Staff to the Senate Governance and Finance Committee requested
the LAO to evaluate a February 2012 report on the film tax
credit performed by staff members of the UCLA Institute for
Research on Labor and Employment (UCLA-IRLE), which analyzed the
LAEDC study and its conclusions. In short, the UCLA-IRLE study
concluded that state may recover a more modest $1.04 to state
and local governments per dollar of tax credit, and attributed
the reduced benefit to the LAEDC assumption that all productions
that received a credit allocation would have otherwise filmed
elsewhere. Recently, the LAO responded to the Governance and
Finance Committee after reviewing both the LAEDC study and the
subsequent UCLA-IRLE study, and concluded that both studies
overstate the economic benefits. The LAO notes that the
underlying economic modeling relies on numerous unknown
assumptions, that the sampling of projects is not
representative, that the LAEDC study incorrectly assumes that
productions would not have filmed here absent the credit, that
the studies failed to account for employment in California for
productions that film elsewhere, and that the LAEDC study fails
to consider the opportunity costs of the state using tax credit
money in this way instead on some other program.

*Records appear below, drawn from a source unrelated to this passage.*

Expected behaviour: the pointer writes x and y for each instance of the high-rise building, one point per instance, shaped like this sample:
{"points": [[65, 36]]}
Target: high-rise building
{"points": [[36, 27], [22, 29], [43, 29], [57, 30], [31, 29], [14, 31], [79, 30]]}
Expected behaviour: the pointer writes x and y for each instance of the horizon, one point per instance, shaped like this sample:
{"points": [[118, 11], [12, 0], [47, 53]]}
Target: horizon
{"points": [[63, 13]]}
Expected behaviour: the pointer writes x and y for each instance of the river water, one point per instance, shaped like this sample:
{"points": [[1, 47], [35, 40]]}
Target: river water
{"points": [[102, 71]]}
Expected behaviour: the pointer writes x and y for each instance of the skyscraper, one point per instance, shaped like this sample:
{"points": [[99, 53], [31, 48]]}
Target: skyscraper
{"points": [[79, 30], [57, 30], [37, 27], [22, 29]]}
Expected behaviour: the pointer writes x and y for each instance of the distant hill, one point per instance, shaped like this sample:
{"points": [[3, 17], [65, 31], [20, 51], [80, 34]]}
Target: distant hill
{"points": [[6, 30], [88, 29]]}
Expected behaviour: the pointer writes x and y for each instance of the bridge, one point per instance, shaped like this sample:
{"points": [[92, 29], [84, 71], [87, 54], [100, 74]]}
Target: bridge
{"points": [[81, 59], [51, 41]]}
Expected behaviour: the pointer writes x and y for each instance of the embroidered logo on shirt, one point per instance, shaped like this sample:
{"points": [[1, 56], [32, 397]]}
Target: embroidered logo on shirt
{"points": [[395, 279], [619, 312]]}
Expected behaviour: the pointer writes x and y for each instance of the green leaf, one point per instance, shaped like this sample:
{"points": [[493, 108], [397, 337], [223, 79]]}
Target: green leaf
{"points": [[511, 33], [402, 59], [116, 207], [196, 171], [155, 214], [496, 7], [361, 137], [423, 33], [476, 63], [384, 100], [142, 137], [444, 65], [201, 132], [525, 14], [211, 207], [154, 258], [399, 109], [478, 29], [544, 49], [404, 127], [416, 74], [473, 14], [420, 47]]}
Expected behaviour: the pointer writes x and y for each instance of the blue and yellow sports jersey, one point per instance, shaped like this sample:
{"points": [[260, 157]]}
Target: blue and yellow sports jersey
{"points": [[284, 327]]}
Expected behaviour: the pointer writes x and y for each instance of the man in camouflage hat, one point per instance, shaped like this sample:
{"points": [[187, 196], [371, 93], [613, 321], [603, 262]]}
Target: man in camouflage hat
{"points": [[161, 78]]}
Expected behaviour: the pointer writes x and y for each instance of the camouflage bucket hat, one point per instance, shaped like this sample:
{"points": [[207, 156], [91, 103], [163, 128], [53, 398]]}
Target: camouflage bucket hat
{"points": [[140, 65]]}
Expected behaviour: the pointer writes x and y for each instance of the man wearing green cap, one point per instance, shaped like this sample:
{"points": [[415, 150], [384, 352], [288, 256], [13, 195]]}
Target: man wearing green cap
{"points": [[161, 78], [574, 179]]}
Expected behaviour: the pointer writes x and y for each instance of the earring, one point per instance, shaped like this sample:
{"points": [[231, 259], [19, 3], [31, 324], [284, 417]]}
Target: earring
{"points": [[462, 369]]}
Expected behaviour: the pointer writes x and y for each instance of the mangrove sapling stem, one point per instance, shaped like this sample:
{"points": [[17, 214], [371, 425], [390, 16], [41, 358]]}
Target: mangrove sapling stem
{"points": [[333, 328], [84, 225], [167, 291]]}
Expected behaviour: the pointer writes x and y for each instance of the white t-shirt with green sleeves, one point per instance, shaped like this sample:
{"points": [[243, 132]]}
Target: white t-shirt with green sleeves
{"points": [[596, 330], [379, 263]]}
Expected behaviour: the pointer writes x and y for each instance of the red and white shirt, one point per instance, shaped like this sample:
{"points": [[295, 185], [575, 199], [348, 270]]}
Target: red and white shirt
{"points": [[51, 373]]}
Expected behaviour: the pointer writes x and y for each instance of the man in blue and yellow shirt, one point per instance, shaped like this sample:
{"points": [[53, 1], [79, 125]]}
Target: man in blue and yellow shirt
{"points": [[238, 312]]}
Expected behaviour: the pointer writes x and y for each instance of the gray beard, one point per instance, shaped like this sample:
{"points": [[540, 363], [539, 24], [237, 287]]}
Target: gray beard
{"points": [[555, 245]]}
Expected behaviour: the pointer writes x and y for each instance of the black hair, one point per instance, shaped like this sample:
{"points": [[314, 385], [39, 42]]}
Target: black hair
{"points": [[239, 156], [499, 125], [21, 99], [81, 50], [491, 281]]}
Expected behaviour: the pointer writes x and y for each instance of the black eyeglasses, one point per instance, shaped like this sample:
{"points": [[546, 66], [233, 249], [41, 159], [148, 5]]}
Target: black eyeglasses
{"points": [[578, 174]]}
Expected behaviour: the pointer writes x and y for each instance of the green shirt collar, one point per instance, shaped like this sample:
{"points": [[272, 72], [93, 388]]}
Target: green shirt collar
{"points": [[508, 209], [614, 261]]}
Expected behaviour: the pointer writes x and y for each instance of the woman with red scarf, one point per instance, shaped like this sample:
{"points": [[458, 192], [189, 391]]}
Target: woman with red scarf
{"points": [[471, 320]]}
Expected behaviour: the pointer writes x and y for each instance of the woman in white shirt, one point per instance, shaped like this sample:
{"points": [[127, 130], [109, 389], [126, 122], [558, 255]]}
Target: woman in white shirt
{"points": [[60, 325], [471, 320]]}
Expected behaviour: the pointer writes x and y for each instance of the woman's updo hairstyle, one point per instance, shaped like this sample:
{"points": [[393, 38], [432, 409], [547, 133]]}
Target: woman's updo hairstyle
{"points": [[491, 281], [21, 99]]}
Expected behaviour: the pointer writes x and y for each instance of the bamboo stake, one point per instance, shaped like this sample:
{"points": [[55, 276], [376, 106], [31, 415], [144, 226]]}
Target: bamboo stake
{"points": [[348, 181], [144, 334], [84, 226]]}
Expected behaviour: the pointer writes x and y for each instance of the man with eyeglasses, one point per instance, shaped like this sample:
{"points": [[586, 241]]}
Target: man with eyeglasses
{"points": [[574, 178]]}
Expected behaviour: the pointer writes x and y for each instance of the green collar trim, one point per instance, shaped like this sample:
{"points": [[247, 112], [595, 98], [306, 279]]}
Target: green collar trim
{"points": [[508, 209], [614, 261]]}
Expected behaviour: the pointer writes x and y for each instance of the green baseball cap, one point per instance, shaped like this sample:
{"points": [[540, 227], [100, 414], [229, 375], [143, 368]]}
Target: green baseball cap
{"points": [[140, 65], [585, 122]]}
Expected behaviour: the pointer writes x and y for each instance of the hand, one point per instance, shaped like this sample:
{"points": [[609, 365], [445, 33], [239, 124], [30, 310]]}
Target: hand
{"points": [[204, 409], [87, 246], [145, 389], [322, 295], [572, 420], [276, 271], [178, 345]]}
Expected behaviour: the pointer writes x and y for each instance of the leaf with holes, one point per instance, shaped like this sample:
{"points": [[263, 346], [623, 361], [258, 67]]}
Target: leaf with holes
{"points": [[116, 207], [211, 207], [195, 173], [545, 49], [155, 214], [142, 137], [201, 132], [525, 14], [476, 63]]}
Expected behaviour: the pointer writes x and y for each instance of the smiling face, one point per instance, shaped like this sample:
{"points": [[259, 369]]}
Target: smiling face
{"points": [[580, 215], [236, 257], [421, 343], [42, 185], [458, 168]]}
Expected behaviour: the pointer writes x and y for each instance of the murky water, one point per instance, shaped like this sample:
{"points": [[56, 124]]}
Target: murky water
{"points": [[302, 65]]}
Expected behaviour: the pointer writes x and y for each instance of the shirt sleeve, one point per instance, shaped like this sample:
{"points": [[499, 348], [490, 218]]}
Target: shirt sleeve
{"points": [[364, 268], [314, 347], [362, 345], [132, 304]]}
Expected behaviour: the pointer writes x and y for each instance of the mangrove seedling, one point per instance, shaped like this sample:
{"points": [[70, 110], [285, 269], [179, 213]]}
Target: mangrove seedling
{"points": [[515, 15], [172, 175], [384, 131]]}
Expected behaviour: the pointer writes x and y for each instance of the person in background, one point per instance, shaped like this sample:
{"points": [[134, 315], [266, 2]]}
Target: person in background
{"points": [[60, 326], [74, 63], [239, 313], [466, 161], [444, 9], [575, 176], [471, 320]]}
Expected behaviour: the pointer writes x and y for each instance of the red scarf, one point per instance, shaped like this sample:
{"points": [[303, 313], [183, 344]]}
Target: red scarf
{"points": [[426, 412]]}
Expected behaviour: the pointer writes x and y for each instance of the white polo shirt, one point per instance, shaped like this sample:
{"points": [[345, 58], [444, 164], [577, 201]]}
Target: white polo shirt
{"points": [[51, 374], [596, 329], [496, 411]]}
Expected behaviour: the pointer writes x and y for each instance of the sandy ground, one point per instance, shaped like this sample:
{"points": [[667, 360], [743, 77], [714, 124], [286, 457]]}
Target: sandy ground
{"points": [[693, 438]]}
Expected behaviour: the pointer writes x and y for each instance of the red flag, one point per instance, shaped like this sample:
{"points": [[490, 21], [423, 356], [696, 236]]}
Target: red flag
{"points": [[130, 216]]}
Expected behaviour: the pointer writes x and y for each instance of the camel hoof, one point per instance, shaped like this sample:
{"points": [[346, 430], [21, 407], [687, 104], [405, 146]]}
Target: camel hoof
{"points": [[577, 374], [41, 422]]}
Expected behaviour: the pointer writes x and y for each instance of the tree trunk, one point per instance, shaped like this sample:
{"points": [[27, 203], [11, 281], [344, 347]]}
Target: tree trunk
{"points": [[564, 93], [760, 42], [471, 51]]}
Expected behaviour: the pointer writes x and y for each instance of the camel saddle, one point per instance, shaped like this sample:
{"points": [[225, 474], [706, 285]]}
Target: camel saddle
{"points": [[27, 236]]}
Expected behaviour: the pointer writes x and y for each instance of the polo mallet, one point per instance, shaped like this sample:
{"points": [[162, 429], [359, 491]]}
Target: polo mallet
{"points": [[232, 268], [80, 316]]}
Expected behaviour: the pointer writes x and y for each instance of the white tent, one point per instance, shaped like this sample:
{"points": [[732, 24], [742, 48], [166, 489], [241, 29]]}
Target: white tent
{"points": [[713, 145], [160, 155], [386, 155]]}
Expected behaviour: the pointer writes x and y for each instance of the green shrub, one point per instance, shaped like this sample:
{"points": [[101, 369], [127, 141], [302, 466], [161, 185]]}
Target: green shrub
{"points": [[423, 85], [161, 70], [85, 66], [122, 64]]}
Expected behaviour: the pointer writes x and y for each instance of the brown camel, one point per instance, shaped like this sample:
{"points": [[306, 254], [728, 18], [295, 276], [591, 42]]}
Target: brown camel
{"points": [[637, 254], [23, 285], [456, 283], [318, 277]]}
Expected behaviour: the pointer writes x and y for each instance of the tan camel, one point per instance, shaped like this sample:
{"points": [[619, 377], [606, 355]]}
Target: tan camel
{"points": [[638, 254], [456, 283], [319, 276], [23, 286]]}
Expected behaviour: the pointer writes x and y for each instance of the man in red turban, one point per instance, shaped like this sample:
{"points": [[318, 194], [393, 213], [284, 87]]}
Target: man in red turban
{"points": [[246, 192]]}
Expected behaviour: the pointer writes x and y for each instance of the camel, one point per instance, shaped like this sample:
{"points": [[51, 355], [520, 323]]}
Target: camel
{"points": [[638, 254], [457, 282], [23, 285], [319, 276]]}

The LAO
analysis suggests that the state tax revenue return is about 65
cents for every tax credit dollar.
The National Conference of State Legislatures reports that over
the past few years, several states, including Arizona, Idaho,
Indiana, Iowa, Kansas, Missouri and Washington have begun to
end, suspend or shrink their film tax credit programs. To the
extent this trend continues amongst other states, and California
maintains or even increases the size of its annual credit, it
could lock-in and increase the probability it will award credits
to films that would have been produced in the State on the
natural.
The bill proposes to continue the current policy of
transferability with respect to film tax credits for independent
film producers, as defined. These producers can sell credits to
other companies that owe taxes to the State, irrespective of
their line of business, with no corresponding increase in
economic activity. Given up to $20 million of the credit in the
bill could be set aside for independent film producers, the
fiscal impact of this proposal is significant.